Lessons on digital transformation
QBE are deploying some of the most ambitious transformation projects in the insurance industry, increasingly using AI to improve efficiency and accuracy across the insurance process.
In this post, we recap our recent fireside chat with QBE COO, David McMillan, to discuss his learnings about digital transformation in insurance. This talk was moderated by Paul Clark, Partner and Managing Director of Boston Consulting Group. Watch the full-length video below.
What are the key learnings from the QBE digital transformation journey so far?
The business recognised the imminent impact of digital change and adapted early:
There was a recognition by the Executive Committee that data science, data analytics and artificial intelligence would be one of the new frontiers which the insurance industry compete over 3, 5-10 years. There is a real desire to invest and win in the space.
Focus on small targeted wins to gain momentum over large transformational projects:
Over the last 18 months, we have done about 150 data analytics interventions. This has created a real belief at all levels in the organisation that there is real value for the company and a real excitement around data analytics. There’s also a real degree of competition within business units on who is the most progressive.
How should organisations prepare for change?
Establish a vested executive committee:
QBE has an ops and tech committee and pretty much all board and non-executives sit on it to meet every four or so months. It’s a mix of traditional people and those who have seen transformation across financial services and other industries. There is a real focus on data analytics and where it’s going. The debate is not around whether this is important, whether we should invest in it and whether it will transform our industry. The debate is around ‘the how’ and ‘the pace’ of change.
Not everybody will be on board:
There is a mix of people who are excited that we’re getting to the cutting edge, but not everyone arrives at the same point at the same time.
Successful projects bring organisational momentum:
We have a strong vision on where we’re heading and the ability to be more agile doing small things builds confidence. This is helping from a change management perspective.
How will the role of the underwriter change?
The augmentation of data and process is constantly evolving:
I don’t think we’re at the point where we’re really addressing what it means for the underwriter. What does a modern underwriter look like in 2021? What are the skills you need to have and how do you need to harness this technology to do your job properly?
Access to new data will transform commercial underwriting:
One of the things that is really exciting about commercial insurance from a data science perspective is that it’s still relatively virgin territory compared to personal lines. Commercial property is probably 25-30% of our book… and it’s been underwritten in a very traditional way; the way it’s been underwritten for years.

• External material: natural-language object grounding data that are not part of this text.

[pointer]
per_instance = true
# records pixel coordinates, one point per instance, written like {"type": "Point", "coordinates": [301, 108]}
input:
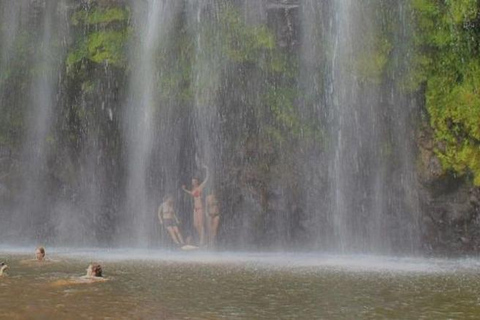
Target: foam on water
{"type": "Point", "coordinates": [264, 260]}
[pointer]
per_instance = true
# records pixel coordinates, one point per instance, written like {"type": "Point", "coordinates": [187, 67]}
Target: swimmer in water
{"type": "Point", "coordinates": [168, 218]}
{"type": "Point", "coordinates": [40, 253]}
{"type": "Point", "coordinates": [198, 214]}
{"type": "Point", "coordinates": [39, 258]}
{"type": "Point", "coordinates": [3, 267]}
{"type": "Point", "coordinates": [94, 274]}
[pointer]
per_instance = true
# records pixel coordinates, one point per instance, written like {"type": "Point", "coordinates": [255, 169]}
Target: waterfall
{"type": "Point", "coordinates": [367, 162]}
{"type": "Point", "coordinates": [295, 107]}
{"type": "Point", "coordinates": [154, 20]}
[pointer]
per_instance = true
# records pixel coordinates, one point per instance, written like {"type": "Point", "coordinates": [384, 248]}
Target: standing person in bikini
{"type": "Point", "coordinates": [198, 214]}
{"type": "Point", "coordinates": [168, 218]}
{"type": "Point", "coordinates": [213, 212]}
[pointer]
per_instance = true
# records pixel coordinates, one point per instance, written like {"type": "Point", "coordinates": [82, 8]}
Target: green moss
{"type": "Point", "coordinates": [101, 45]}
{"type": "Point", "coordinates": [447, 56]}
{"type": "Point", "coordinates": [100, 16]}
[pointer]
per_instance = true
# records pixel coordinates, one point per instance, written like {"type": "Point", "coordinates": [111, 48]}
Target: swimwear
{"type": "Point", "coordinates": [169, 223]}
{"type": "Point", "coordinates": [197, 193]}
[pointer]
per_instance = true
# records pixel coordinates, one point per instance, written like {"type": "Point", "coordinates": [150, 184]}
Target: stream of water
{"type": "Point", "coordinates": [150, 284]}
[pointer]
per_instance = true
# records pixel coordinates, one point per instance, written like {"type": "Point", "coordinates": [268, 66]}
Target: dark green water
{"type": "Point", "coordinates": [188, 286]}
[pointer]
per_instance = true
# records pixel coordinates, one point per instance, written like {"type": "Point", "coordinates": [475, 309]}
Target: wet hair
{"type": "Point", "coordinates": [42, 250]}
{"type": "Point", "coordinates": [97, 270]}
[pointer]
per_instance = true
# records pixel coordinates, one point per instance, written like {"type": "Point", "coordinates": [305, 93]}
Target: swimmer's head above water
{"type": "Point", "coordinates": [94, 270]}
{"type": "Point", "coordinates": [40, 253]}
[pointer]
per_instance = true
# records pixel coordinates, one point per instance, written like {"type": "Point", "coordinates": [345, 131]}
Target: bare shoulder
{"type": "Point", "coordinates": [78, 280]}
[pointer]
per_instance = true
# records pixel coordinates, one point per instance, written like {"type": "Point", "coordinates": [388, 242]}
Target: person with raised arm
{"type": "Point", "coordinates": [3, 267]}
{"type": "Point", "coordinates": [213, 212]}
{"type": "Point", "coordinates": [168, 218]}
{"type": "Point", "coordinates": [198, 213]}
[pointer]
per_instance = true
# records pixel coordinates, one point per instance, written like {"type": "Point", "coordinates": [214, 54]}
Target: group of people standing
{"type": "Point", "coordinates": [169, 219]}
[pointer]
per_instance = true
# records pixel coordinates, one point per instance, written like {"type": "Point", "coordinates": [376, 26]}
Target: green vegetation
{"type": "Point", "coordinates": [447, 61]}
{"type": "Point", "coordinates": [105, 38]}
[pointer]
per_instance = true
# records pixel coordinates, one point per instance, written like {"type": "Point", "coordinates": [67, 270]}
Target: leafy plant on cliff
{"type": "Point", "coordinates": [105, 34]}
{"type": "Point", "coordinates": [447, 61]}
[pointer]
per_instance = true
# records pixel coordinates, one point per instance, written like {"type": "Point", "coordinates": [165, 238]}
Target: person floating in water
{"type": "Point", "coordinates": [198, 214]}
{"type": "Point", "coordinates": [213, 212]}
{"type": "Point", "coordinates": [94, 274]}
{"type": "Point", "coordinates": [40, 253]}
{"type": "Point", "coordinates": [168, 218]}
{"type": "Point", "coordinates": [3, 267]}
{"type": "Point", "coordinates": [40, 258]}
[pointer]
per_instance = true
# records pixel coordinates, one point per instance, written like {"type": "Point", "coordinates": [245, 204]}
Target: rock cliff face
{"type": "Point", "coordinates": [449, 205]}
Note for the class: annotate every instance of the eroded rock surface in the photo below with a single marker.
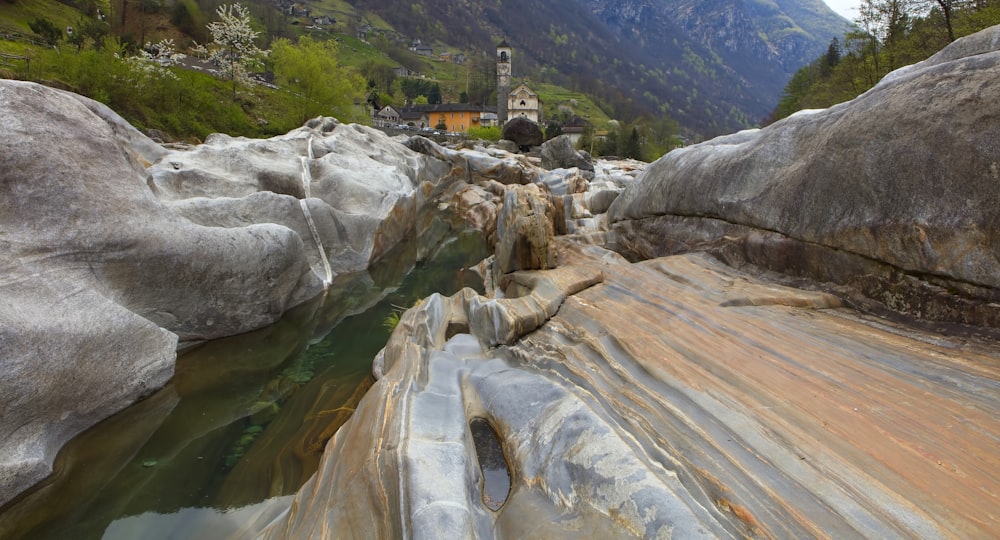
(676, 397)
(893, 194)
(100, 279)
(681, 397)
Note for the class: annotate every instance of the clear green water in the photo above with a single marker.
(244, 419)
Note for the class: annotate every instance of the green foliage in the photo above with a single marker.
(486, 133)
(412, 88)
(46, 29)
(319, 85)
(890, 34)
(189, 18)
(234, 47)
(553, 130)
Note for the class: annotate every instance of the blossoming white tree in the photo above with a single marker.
(234, 47)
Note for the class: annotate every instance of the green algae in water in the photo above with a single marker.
(177, 448)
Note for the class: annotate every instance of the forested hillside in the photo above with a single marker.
(699, 68)
(889, 34)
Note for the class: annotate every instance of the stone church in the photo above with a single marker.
(522, 101)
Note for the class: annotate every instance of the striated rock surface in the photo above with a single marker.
(893, 194)
(682, 397)
(675, 397)
(116, 251)
(558, 153)
(100, 279)
(523, 132)
(525, 231)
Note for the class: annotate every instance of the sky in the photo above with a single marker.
(847, 9)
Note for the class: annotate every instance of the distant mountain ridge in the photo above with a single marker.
(715, 66)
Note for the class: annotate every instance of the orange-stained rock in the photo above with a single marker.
(678, 396)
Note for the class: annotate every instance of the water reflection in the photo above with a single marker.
(245, 418)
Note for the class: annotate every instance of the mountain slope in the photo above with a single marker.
(713, 65)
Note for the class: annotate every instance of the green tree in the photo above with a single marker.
(310, 70)
(46, 29)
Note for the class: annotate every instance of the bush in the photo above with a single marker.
(487, 133)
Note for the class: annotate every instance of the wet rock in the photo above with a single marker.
(101, 279)
(712, 418)
(893, 194)
(525, 231)
(558, 153)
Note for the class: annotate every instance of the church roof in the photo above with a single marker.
(521, 87)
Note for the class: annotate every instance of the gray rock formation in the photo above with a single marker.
(525, 231)
(117, 251)
(522, 132)
(558, 153)
(893, 194)
(675, 397)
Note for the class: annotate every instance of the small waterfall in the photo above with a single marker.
(306, 183)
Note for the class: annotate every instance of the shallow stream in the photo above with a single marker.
(245, 419)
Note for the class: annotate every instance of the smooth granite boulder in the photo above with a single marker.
(894, 193)
(558, 153)
(672, 398)
(100, 279)
(523, 132)
(525, 231)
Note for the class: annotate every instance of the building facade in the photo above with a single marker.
(503, 80)
(524, 102)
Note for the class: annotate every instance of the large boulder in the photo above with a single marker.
(558, 153)
(523, 132)
(525, 231)
(675, 397)
(117, 251)
(100, 279)
(893, 194)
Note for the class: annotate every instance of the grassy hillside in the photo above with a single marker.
(188, 105)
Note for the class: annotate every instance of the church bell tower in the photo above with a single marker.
(503, 81)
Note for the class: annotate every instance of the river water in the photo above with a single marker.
(244, 419)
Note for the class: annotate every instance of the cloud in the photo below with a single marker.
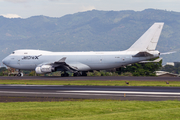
(87, 8)
(11, 16)
(16, 1)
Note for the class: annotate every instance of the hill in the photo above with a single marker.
(89, 31)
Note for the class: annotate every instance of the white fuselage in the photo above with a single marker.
(84, 61)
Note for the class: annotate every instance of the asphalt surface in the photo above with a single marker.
(92, 78)
(92, 92)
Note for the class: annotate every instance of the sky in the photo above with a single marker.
(59, 8)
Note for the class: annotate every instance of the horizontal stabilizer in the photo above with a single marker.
(166, 53)
(142, 54)
(155, 61)
(149, 40)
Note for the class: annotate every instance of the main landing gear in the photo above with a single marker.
(65, 74)
(84, 73)
(20, 74)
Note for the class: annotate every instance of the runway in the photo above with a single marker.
(91, 78)
(92, 92)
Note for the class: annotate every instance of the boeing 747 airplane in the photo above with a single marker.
(81, 62)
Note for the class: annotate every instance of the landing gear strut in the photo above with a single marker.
(20, 74)
(65, 74)
(77, 74)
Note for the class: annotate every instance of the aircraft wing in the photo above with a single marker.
(143, 54)
(63, 65)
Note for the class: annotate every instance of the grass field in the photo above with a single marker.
(92, 82)
(91, 110)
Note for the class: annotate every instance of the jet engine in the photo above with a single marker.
(44, 69)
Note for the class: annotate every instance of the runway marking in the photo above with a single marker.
(116, 92)
(85, 94)
(33, 85)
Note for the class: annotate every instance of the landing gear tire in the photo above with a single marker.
(77, 74)
(20, 74)
(84, 73)
(65, 75)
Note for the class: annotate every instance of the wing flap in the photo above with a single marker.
(143, 54)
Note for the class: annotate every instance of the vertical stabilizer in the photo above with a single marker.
(149, 40)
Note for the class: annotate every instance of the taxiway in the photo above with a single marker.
(92, 92)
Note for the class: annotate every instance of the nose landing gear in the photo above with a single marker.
(20, 74)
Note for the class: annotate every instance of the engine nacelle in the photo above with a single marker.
(44, 69)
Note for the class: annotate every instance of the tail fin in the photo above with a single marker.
(149, 40)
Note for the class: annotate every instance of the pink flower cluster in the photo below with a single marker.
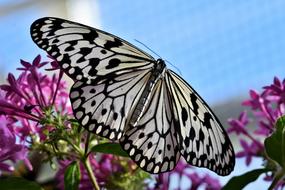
(163, 181)
(23, 102)
(103, 168)
(266, 107)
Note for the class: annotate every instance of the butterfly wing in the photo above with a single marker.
(152, 143)
(86, 53)
(104, 108)
(204, 142)
(109, 73)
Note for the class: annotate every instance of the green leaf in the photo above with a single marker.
(239, 182)
(72, 176)
(275, 144)
(110, 148)
(12, 183)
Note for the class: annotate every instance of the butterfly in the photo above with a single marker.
(122, 93)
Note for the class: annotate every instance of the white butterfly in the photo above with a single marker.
(123, 93)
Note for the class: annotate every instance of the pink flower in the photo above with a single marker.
(185, 170)
(24, 101)
(238, 125)
(10, 150)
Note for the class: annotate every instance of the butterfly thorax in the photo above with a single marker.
(156, 73)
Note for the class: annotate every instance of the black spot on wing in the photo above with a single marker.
(113, 63)
(115, 116)
(184, 115)
(194, 103)
(111, 44)
(192, 133)
(91, 36)
(207, 120)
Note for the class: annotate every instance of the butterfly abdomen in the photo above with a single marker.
(142, 103)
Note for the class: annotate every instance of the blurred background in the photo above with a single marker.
(222, 48)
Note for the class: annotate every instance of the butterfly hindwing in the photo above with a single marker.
(104, 107)
(86, 53)
(152, 143)
(204, 142)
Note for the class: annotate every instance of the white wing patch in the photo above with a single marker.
(152, 143)
(204, 142)
(86, 53)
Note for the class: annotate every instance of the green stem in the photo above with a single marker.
(276, 179)
(87, 165)
(91, 175)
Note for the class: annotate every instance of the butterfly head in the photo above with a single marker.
(160, 64)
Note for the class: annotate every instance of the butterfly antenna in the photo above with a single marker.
(158, 55)
(148, 48)
(174, 67)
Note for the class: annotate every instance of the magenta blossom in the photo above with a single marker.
(185, 170)
(10, 150)
(23, 103)
(103, 169)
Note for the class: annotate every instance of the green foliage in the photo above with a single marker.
(110, 148)
(127, 181)
(13, 183)
(72, 176)
(239, 182)
(275, 144)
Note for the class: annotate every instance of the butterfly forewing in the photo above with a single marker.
(152, 143)
(204, 142)
(86, 53)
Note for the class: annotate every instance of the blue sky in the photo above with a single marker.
(222, 48)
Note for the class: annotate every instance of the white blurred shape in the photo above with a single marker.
(84, 11)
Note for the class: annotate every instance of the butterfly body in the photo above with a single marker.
(156, 72)
(122, 93)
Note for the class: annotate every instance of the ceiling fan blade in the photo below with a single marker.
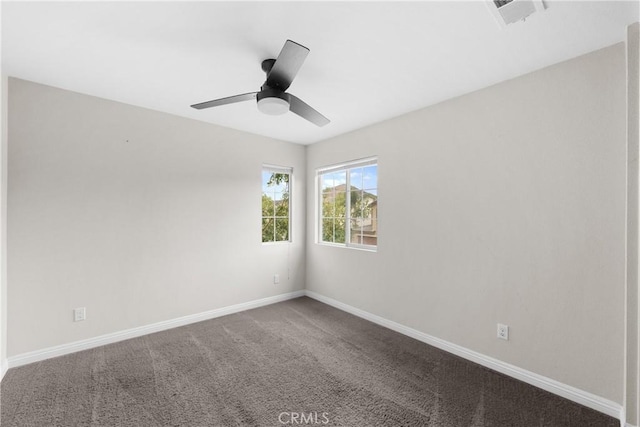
(225, 101)
(287, 65)
(299, 107)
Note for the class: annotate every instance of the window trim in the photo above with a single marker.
(280, 169)
(345, 166)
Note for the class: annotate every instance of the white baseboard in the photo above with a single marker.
(4, 366)
(568, 392)
(60, 350)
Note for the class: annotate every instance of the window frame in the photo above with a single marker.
(346, 167)
(281, 170)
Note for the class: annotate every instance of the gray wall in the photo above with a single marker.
(505, 205)
(633, 219)
(138, 216)
(3, 224)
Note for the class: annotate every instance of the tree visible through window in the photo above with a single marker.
(349, 204)
(276, 204)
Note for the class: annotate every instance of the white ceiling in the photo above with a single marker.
(369, 61)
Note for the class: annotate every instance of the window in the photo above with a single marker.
(348, 205)
(276, 212)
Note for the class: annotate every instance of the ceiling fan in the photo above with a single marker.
(272, 97)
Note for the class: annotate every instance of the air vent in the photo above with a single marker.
(509, 11)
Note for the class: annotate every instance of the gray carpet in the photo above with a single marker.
(299, 362)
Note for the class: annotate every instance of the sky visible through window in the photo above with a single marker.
(275, 205)
(349, 206)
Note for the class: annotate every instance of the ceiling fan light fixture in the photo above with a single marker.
(273, 105)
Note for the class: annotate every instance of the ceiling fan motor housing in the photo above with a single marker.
(273, 102)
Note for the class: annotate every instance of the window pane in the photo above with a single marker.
(267, 230)
(282, 207)
(355, 178)
(370, 178)
(327, 230)
(340, 231)
(328, 205)
(275, 206)
(282, 229)
(267, 206)
(349, 211)
(341, 204)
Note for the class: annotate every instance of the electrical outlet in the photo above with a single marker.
(503, 331)
(79, 314)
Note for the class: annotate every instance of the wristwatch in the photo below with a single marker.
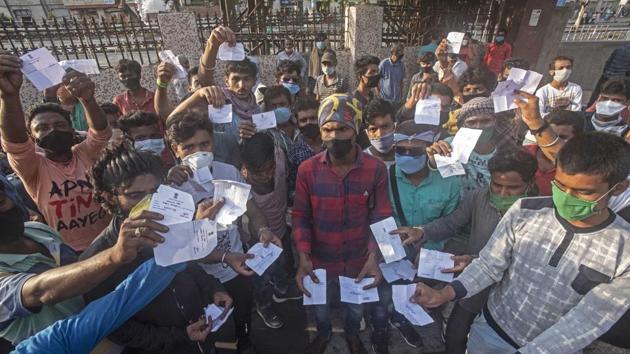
(541, 129)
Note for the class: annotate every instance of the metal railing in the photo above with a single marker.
(107, 41)
(264, 33)
(413, 25)
(596, 33)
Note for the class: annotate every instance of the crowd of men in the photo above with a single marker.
(538, 223)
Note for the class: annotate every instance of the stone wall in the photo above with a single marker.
(180, 35)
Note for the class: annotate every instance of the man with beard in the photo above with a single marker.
(41, 152)
(308, 143)
(40, 280)
(122, 177)
(340, 192)
(136, 97)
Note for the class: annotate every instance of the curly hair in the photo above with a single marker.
(117, 167)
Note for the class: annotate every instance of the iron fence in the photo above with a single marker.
(413, 25)
(263, 33)
(106, 41)
(595, 33)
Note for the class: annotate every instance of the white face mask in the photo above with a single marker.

Yet you look at it, and there is an abundance of data available on individual commercial properties and the people that own them. That’s really what Richard and the team have tapped into. The wave in our industry is really gathering force.
Have you got examples of how to win hearts and minds across business units?
Get people across the organisation involved:
Getting people involved is always really helpful. A lot of data analytics projects come unstuck because it’s a whole bunch of really smart people in a darkened room with boxes of pizza cutting algorithms. You then get to the point that the algorithms are beautiful but how do they actually get implemented.
Deploy multidisciplinary teams:
Enabling the ultimate users, the technology, operational people and data science to work together is critical in getting projects off the drawing board and into production.
Stakeholder sponsorship makes a huge difference:
We’ve had more success when there has been a supportive pool, very active sponsorship and subject matter expertise input from the business.
What advice would you give to organisations addressing change over the next five years?
Create an environment for technology and data science to flourish:
Machines versus humans? A lot of this is about human capital and talent. We’ve not found it that difficult to recruit people as there’s a degree of understanding within the data science community that insurance is virgin territory and there’s a lot to do. There’s also the understanding that there’s a lot of data to work with. It’s really important – particularly for more traditional insurers to create an environment where data scientists, data people, digital people and technologists want to work.